While the servers, systems, subsystems, and/or other computing devices shown in FIGS. 2A-B may be shown as single components or elements, it should be appreciated that one of ordinary skill in the art would recognize that these single components or elements may represent multiple components or elements, and that these components or elements may be connected via one or more networks. Also, middleware (not shown) may be included with any of the elements or components described herein. The middleware may include software hosted by one or more servers. Furthermore, it should be appreciated that some of the middleware or servers may or may not be needed to achieve functionality. Other types of servers, middleware, systems, platforms, and applications not shown may also be provided at the front-end or back-end to facilitate the features and functionalities of the system 100, the external system 200, the user devices 300A-B or the system environment 1000.
It should also be appreciated that the systems and methods described herein may be particularly suited for digital content, but are also applicable to a host of other distributed content or media. These may include, for example, content or media associated with data management platforms, search or recommendation engines, social media, and/or data communications involving communication of potentially personal, private, or sensitive data or information. These and other benefits will be apparent in the descriptions provided herein.

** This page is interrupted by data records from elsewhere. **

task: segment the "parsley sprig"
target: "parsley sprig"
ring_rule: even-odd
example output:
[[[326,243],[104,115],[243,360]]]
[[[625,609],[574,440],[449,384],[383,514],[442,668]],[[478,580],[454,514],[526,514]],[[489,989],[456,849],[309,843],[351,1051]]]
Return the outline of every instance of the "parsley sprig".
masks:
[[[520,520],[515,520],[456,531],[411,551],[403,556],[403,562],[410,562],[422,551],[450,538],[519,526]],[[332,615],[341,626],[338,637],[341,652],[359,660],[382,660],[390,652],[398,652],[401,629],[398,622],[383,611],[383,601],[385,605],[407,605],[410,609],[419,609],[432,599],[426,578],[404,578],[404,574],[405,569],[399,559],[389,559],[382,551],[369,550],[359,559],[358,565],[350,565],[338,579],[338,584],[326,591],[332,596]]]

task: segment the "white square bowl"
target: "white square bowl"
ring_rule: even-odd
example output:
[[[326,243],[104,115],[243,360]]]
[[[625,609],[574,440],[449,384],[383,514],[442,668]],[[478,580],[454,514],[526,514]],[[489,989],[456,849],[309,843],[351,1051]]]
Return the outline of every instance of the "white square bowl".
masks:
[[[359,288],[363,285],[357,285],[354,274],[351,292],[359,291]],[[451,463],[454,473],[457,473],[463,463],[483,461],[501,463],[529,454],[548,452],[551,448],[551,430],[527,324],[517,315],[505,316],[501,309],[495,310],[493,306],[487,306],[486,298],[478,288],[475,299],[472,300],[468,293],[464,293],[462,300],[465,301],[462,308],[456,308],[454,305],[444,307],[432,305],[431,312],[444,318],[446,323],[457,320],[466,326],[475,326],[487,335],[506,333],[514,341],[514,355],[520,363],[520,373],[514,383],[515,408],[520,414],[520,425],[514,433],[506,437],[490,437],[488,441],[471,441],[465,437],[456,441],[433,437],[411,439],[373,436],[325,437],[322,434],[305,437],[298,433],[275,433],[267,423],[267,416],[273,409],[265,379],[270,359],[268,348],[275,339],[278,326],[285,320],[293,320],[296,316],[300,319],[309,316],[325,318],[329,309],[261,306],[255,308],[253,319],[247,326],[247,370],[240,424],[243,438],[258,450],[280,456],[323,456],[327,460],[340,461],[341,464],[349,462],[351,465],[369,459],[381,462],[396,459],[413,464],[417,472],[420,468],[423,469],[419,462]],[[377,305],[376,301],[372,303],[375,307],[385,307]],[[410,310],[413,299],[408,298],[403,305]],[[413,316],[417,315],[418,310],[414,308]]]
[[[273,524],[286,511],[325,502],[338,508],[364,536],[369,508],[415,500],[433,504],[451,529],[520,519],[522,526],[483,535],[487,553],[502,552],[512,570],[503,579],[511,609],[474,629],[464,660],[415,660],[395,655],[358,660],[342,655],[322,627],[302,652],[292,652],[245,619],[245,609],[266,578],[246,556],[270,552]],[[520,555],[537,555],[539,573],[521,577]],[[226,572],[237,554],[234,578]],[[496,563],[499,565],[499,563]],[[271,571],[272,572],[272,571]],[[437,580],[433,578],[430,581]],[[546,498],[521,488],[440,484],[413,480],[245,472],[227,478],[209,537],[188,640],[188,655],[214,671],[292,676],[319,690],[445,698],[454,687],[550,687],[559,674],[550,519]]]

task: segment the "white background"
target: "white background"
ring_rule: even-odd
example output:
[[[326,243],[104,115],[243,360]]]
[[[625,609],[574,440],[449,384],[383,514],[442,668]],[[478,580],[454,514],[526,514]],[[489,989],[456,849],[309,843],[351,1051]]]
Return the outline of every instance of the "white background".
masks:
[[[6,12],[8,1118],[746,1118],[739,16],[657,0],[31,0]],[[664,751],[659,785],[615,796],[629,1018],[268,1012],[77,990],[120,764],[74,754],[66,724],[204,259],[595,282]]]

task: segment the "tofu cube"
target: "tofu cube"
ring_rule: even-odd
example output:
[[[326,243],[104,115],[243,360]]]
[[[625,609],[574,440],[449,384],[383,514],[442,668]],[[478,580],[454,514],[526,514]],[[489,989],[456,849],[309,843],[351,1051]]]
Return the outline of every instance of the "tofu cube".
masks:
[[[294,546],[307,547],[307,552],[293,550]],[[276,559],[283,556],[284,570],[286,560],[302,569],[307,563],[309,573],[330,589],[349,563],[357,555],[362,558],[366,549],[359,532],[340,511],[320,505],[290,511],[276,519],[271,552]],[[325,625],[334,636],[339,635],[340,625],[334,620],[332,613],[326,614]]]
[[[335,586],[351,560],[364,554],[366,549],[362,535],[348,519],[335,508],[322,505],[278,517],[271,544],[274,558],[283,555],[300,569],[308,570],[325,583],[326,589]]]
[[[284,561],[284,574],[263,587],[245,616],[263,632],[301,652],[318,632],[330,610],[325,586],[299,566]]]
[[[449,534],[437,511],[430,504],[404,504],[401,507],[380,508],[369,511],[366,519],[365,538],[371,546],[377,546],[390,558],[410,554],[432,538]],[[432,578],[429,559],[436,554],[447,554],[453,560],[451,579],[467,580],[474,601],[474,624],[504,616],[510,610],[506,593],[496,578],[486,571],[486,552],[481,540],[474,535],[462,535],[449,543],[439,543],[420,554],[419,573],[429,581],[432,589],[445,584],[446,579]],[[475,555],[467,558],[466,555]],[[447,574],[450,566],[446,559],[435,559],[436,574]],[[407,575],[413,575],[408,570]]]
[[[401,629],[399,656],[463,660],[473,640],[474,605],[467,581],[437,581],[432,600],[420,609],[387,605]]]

In some examples, the external system 200 may include any number of servers, hosts, systems, and/or databases that store data to be accessed by the system 100, the user devices 300A-B, and/or other network elements (not shown) in the system environment 1000. In addition, in some examples, the servers, hosts, systems, and/or databases of the external system 200 may include one or more storage mediums storing any data. In some examples, and as will be discussed further below, the external system 200 may be utilized to store any information that may relate to generation and delivery of content (e.g., user information, etc.). As will be discussed further below, in other examples, the external system 200 may be utilized by a service provider (e.g., a social media application provider) as part of a data storage, wherein a service provider may access data on the external system 200 to generate audio and video content based on text content.
In some examples, and as will be described in further detail below, the user devices 300A-B may be utilized to, among other things, utilize artificial intelligence (AI) techniques to generate audio and video content based on text content. In some examples, the user devices 300A-B may be electronic or computing devices configured to transmit and/or receive data. In this regard, each of the user devices 300A-B may be any device having computer functionality, such as a television, a radio, a smartphone, a tablet, a laptop, a watch, a desktop, a server, or other computing or entertainment device or appliance. In some examples, the user devices 300A-B may be mobile devices that are communicatively coupled to the network 400 and enabled to interact with various network elements over the network 400. In some examples, the user devices 300A-B may execute an application allowing a user of the user devices 300A-B to interact with various network elements on the network 400. Additionally, the user devices 300A-B may execute a browser or application to enable interaction between the user devices 300A-B and the system 100 via the network 400.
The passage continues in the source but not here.